Wednesday, April 2, 2008

A heavenly concert for Mary Abbay

One of the things most disturbing about the numbers of those who perished during the Hurricane Katrina cataclysm was that everyone, no matter where dispersed, lost someone they knew or were close to someone they knew who lost someone. In that way New Orleans is like a small town where everyone knows each other's business. Several months after returning from Cleveland, I was in the main New Orleans U.S. Post Office lobby. A display on the wall showed some of the forgotten victims who drowned, suffered heart attacks, etc. There was my middle school (Eleanor McMain Jr. High School) Spanish professor, Dr. Manuel Romero and his spinster sister. Both had drowned in the home they shared for a lifetime. Invited to my Bar Mitzvah, Dr. Romero gave me a hardback Spanish-English, English-Spanish dictionary. When my son was learning Spanish at Isidore Newman School, he used that very same dictionary, which was signed to me on the inside jacket. I was so sad to learn of his demise, but ironically, the dictionary suffered the same fate, falling victim to the swirling waters of Katrina's destruction.

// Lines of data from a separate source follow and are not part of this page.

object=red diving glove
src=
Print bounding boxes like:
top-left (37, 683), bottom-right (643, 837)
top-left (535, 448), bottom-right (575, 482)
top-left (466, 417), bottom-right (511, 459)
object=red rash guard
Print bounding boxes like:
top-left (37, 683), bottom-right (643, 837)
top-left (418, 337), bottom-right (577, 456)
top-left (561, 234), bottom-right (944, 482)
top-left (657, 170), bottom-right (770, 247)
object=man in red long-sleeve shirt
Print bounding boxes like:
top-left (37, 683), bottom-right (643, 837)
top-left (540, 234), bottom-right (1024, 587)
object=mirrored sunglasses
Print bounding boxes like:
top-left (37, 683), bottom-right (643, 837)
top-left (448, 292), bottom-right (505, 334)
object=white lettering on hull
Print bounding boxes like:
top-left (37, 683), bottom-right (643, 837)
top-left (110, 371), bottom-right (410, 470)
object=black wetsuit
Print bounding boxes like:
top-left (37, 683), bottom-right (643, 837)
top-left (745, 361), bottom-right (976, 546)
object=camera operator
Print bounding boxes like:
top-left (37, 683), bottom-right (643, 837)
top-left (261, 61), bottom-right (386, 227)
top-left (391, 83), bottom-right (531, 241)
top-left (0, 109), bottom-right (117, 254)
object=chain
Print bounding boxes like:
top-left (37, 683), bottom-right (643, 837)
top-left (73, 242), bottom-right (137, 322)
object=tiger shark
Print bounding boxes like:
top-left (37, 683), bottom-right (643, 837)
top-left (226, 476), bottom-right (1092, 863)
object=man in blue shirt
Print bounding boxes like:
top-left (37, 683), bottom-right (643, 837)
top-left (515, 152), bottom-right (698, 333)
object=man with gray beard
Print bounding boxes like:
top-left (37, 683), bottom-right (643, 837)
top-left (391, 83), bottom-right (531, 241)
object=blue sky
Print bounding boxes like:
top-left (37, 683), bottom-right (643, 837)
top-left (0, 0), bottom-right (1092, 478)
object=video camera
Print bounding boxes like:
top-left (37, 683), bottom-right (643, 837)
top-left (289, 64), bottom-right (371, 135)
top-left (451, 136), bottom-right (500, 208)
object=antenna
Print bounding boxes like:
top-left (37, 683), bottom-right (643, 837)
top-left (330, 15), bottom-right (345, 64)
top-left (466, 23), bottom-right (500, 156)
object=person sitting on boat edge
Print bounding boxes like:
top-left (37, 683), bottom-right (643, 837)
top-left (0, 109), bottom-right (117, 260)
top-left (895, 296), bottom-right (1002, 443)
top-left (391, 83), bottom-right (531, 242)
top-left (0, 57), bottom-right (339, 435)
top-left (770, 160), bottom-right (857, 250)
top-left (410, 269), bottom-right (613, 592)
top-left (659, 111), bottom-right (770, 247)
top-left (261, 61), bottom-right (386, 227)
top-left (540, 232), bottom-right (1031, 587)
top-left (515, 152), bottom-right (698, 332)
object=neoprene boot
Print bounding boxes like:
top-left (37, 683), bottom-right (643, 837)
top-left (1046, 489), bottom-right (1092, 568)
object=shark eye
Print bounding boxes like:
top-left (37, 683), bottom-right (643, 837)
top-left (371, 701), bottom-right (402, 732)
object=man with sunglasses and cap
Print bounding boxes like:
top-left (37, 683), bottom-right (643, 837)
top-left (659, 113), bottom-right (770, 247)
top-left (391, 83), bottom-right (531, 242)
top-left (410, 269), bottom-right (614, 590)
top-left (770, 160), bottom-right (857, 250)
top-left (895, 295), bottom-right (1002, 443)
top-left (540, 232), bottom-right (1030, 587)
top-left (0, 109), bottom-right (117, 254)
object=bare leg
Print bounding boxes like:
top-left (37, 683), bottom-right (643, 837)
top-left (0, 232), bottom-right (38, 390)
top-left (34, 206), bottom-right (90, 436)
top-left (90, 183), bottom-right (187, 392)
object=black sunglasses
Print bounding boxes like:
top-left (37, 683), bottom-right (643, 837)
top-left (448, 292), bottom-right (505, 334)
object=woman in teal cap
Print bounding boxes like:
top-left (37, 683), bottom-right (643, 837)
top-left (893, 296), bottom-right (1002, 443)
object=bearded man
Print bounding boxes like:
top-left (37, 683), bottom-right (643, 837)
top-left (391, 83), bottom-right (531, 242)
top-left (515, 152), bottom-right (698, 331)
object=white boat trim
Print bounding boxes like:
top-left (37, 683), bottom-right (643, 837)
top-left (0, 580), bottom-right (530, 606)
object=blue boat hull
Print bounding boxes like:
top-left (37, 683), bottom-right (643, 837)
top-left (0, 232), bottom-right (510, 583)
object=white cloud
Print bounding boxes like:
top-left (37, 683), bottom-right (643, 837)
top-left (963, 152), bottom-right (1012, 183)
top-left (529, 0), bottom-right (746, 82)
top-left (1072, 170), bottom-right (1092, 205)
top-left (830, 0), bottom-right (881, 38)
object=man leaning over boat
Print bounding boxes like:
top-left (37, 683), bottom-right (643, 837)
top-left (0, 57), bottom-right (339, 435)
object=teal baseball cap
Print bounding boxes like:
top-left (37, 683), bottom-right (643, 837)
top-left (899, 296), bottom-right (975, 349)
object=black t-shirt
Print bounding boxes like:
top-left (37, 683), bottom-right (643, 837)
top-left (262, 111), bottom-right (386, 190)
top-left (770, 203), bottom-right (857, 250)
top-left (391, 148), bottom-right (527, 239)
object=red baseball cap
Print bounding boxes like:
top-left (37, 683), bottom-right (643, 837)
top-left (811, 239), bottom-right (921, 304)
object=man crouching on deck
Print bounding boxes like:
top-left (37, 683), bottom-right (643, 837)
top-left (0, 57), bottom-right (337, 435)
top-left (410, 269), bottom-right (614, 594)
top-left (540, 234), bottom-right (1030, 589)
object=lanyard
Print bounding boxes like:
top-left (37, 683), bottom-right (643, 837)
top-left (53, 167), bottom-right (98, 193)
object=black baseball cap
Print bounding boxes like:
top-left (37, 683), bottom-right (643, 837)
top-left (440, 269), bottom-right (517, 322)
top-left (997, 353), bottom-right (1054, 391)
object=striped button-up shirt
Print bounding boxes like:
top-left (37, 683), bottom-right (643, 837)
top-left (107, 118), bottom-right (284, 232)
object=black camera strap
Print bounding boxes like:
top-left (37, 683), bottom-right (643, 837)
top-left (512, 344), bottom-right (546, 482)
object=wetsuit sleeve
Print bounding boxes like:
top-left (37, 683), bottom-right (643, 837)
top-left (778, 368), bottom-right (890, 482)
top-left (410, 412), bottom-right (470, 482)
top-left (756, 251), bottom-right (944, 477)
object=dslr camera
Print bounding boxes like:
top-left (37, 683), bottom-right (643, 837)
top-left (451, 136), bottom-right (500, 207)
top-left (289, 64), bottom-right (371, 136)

Last week I learned of another dear friend who had been lost and it affected me in much the same way as when I learned about Professor Romero. When I managed Smith's Record Center in the 80s and 90s, I met a number of noted classical artists. One of them was a very sweet and very talented harpist named Mary Abbay Sayle. I don't remember why, but everyone referred to her as Mary Abbay instead of Mary. She was a genteel Southern lady with a very quiet disposition. I enjoyed her company when we would meet and I helped her sell some of her tapes that she put in our store on consignment. I don't recall her actually making CDs, but I certainly would have sold those for her too would she had asked. Mary Abbay made a name for herself, playing gigs with the New Orleans Symphony Orchestra and later when it was renamed and reorganized as the Louisiana Philharmonic Orchestra. She loved playing chamber music, but was content to play solo recitals too. She was a music instructor and enjoyed passing the love of music to the young. Every now and then Mary Abbay would call on me to work as a disc jockey for a wedding reception. I was happy to do so. She would work at restaurants like the famous Sazerac Room at the Fairmont Hotel (formerly the Roosevelt Hotel), where she met her husband Tim, who was a chef there. He and she married and they later moved to Memphis where she continued to play at venues like the Peabody Hotel and he continued to ply his craft at famous kitchens in that city. Mary Abbay died unexpectedly on March 29, 2007.
A special memorial site can be found online at: http://maryabbaysaylegourley.memory-of.com/About.aspx
Surprisingly, a notice of her passing never was published in New Orleans' Times-Picayune. That will happen on Sunday. Mary Abbay's friends here have organized a memorial concert to benefit a fund for her three young children David, Georgeanne and Abbay. The concert to be held at St. Charles Avenue Presbyterian Church (State Street at St. Charles Avenue) on April 6 at 3:00 p.m. will feature several pieces of music by Faure, Debussy Respighi, Rutter and others, many with prominent harp solos. I urge all of my friends in New Orleans to attend the free concert to honor her memory and to consider making a donation to the fund. For more information call 504-920-0086. The address to send donations to the Mary Abbay Gourley's Children's Trust Fund is P. O. Box 111252, Memphis, Tennessee 38111-1251. Somehow, I know that the music will honor the memory of one of the most talented and loving individuals I have ever been blessed to have known. There truly is a reason that the harp is considered the instrument of the heavenly hosts. It is best played by angels.